How fresh is the data? Real-time. Every run hits the HF API live. Trending rankings, download counts, and new releases appear as soon as HF publishes them.
Can I get the full model card text?
Yes β use mode: "model_details" with modelIds. The Actor fetches each model's full README/model card.
What's the difference between downloads and trending?
downloads = all-time cumulative. trending = HF's internal momentum signal (recent downloads + likes velocity). Use trending to catch rising stars before they hit top-downloads lists.
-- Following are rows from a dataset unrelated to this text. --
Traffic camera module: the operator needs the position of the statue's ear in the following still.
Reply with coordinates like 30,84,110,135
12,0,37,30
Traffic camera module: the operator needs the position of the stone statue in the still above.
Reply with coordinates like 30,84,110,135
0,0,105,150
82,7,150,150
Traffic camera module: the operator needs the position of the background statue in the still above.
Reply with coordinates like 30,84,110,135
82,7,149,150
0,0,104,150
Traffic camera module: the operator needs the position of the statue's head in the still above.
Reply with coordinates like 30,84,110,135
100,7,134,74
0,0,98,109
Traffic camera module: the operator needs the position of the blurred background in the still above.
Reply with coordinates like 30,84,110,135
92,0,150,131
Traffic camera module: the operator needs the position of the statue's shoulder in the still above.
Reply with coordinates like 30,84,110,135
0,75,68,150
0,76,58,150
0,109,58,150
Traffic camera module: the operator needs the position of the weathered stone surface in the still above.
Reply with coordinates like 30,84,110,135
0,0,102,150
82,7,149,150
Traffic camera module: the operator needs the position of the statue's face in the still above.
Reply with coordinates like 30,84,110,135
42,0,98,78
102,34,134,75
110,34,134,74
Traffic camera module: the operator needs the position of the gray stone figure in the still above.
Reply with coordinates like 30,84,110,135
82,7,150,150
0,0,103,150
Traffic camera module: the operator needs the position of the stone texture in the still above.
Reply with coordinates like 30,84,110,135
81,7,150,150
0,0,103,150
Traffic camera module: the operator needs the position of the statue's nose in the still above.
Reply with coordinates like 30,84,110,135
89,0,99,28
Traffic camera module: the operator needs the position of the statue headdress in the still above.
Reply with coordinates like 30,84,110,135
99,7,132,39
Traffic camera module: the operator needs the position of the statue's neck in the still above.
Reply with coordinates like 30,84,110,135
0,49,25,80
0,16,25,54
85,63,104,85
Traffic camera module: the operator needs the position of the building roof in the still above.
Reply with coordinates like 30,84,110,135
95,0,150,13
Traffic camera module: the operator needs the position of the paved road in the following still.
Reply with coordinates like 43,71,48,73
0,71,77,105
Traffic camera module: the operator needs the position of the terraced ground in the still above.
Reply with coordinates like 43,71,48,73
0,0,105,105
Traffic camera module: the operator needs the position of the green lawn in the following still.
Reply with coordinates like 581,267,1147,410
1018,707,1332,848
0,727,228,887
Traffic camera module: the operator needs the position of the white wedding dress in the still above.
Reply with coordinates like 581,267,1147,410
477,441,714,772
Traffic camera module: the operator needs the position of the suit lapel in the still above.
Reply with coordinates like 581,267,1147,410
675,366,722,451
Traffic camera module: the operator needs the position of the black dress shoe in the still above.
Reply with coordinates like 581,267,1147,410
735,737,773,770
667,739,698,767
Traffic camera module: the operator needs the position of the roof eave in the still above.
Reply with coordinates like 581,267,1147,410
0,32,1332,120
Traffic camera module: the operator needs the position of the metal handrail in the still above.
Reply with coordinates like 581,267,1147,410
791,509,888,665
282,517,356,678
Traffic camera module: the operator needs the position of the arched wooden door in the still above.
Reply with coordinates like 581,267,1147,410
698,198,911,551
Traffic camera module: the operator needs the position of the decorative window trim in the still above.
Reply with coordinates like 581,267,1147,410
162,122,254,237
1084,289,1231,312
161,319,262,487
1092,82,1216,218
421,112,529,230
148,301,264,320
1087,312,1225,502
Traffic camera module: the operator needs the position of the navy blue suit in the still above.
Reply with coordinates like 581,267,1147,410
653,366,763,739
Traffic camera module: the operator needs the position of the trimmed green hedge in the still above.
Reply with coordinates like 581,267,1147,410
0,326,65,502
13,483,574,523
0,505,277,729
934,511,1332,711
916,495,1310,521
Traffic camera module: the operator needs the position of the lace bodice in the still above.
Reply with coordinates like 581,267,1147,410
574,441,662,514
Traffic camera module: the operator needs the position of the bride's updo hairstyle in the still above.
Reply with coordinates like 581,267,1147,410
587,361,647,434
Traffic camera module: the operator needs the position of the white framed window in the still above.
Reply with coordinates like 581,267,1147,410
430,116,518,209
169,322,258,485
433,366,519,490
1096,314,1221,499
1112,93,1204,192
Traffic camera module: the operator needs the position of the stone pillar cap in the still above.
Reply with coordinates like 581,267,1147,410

Can I filter by license (Apache, MIT, Llama-license)?
Not directly in input, but license shows up in the tags array of each result β you can filter client-side.
Why are some model cards empty?
A small fraction of models on HF don't ship a README. Those come back with modelCard: "". Everything else is populated.
π Keywords
Hugging Face scraper, AI model database, ML model tracker, open source AI data, LLM directory, Hugging Face API alternative, model cards extraction, AI trending models, Hugging Face datasets scraper, Hugging Face Spaces scraper, transformer models data, AI ecosystem monitoring, ML model comparison, fine-tuning dataset discovery, AI competitive intelligence, RAG over model cards.
π Changelog
- v1.0 β Initial release. 4 modes (models, datasets, spaces, model_details), 19 task filters, 5 sort options, up to 1000 results per run.